1.1.2. Un découpage raisonné

Dans le chapitre précédent, j'ai mis en avant l'importance de la distance et de la visibilité entre les différents ensembles fortifiés dans le choix d'implantation des sites. En partant du principe que chaque ensemble fortifié contrôle le territoire qui l'entoure immédiatement, il paraîtrait donc logique qu'on puisse obtenir, à partir de la répartition des ensembles fortifiés, une image de l'organisation territoriale de l'espace delphino-savoyard. Pour cela, il m'a paru intéressant, dans un premier temps, de m'appuyer sur l'exemple du bailliage de Saint-Marcellin, en utilisant la méthode des polygones de Thiessen à deux dimensions. Celle-ci consiste à diviser un plan en polygones délimités par les médiatrices des segments reliant chaque point à ses voisins.940 En l'occurrence, elle permet de diviser le bailliage en autant de parties qu'il existe d'ensembles fortifiés connus. Chaque polygone représente ainsi l'espace théoriquement directement soumis à l'influence d'un ensemble fortifié donné (doc. 195). Cette méthode, régulièrement utilisée depuis les années 1960941, met sur un pied d'égalité tous les ensembles fortifiés, quelle que soit leur nature, et ne permet donc pas a priori de travailler sur l'importance relative des différents types d'ensembles au sein d'un même espace. Elle permet cependant d'obtenir une image, même approximative, des zones d'influences au sein du territoire étudié.

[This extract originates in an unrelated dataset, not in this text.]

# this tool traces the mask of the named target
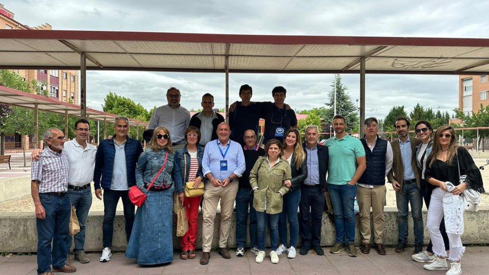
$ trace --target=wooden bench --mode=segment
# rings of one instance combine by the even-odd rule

Le résultat de cette opération est particulièrement intéressant au sud de Saint-Donat-sur-Herbasse, où on constate que la limite théorique ainsi définie correspond pratiquement parfaitement à la vallée du Chalon. Or, on sait que les cours d'eau sont souvent employés comme ligne de démarcation entre deux territoires, ce qui fait penser que les limites théoriques proposées ici ne sont guère éloignées de la réalité. D'ailleurs, en réunissant les ressorts théoriques du château de Moras et de la maison-forte de la Tivolière, on obtient une bonne approximation des limites de la châtellenie de Moras, telles que je les ai définies précédemment. On peut en outre, par cette méthode, estimer la superficie de la châtellenie à 87 km² en ajoutant les surfaces des territoires de Moras, Marcollin, Lachal et la Tivolière, soit une valeur très proche de l'estimation basée sur les limites communales (81 km²).

Doc. 195. Territoire théorique relevant de chaque ensemble fortifié du bailliage de Viennois-Saint-Marcellin (1447)
Doc. 195. Territoire théorique relevant de chaque ensemble fortifié du bailliage de Viennois-Saint-Marcellin (1447)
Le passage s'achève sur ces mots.